1 yes no small infected
2 yes yes large infected
3 no yes med infected
1 yes no small infected
4 no no med clean
6 no no large clean
We ignored the 5th sample and used 1st sample twice.
Step 2: Using a random subset of variables at each step in order to create a decision tree out from the bootstrapped dataset
Here we will take Writable & Updated as an example and create a decision trees out from them, and will repeat the choosing of some features at each node of the tree.
Now we should iterate on step 1 and step 2 to generate multiple trees.
Step 3: Using the random forest we just created
To test it, we need a new sample to feed it with.

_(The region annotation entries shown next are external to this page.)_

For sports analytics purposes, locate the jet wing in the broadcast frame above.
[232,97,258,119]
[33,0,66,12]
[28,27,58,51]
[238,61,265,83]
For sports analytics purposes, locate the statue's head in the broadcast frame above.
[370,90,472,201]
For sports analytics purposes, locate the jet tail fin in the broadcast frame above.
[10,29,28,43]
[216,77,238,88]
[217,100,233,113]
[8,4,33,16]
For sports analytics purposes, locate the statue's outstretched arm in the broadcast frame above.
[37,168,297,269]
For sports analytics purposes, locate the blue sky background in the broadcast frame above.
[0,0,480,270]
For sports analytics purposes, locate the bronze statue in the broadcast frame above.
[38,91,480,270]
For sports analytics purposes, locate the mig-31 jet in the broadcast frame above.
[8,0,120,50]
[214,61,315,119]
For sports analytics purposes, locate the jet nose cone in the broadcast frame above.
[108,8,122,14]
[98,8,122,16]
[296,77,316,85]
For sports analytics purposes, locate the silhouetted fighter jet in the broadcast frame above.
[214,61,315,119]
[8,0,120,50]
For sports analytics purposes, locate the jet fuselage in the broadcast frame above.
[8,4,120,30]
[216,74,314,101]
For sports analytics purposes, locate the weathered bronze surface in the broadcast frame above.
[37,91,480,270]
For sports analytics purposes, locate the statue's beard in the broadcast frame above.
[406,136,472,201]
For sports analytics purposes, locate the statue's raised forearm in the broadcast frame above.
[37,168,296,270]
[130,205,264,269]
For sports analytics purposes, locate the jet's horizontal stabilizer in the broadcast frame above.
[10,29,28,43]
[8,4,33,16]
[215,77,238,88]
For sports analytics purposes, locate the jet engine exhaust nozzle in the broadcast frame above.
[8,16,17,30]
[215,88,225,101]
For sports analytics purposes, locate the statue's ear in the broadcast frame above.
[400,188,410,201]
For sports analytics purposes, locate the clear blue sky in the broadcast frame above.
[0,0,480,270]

For simplicity reason, let’s assume the we have only 4 trees.
1st tree: predicts => infected
2nd tree: predicts => infected
3rd tree: predicts => clean
4th tree: predicts => infected
We keep tracking each tree prediction to assign the highest appearing prediction to our test sample, infected got 3 and clean got 1, so the final prediction will be infected.
Note: bootstrapping data + using the aggregate to make a decision is called Bagging.
Step 4: Evaluating
If you remember from the step1, we ignored the 5th sample and didn't enter in the 1st bootstrapped set.
Note: this is called Out-of-Bag Dataset.
which is:
To evaluate the random forest we just made, we will evaluate it based on records that didn't present in a bootstrapped dataset and check if it will correctly classify(in our case we are predicting the CLASS).
As before, Let us assume that we have only 4 trees:
1st tree: predicts => clean
2nd tree: predicts => infected
3rd tree: predicts => clean
4th tree: predicts => clean
3/4 predicts it correctly, so yeah the random forest correctly classifies the out-of-bag sample!!
Same criteria is applied on the remaining out-of-bag samples.
As a conclusion, we can figure out how accurate the random forest is by the proportion of correctly classified out-of-bag samples by this random forest.
Note: the proportion of out-of-bag samples that were wrongly classified is called Out-of-Bag Error.
Back to step 2, we took Writable & Updated as an example in order to create multiple decision trees, and in step 4 we calculated the out-of-bag error of our random forest created. Long story short, if we want to boost the accuracy of our forest we can repeat step 2 by changing the number of used features, for example 3 or 4 instead of 2.
Then, we can choose the most accurate random forest based on the lowest out-of-bag error.
To sum-up, that's why using a random forest is much better & accurate than a decision tree, since having multiple toys to play with is much better than a single one.
Thanks for your time and let’s boost our knowledge!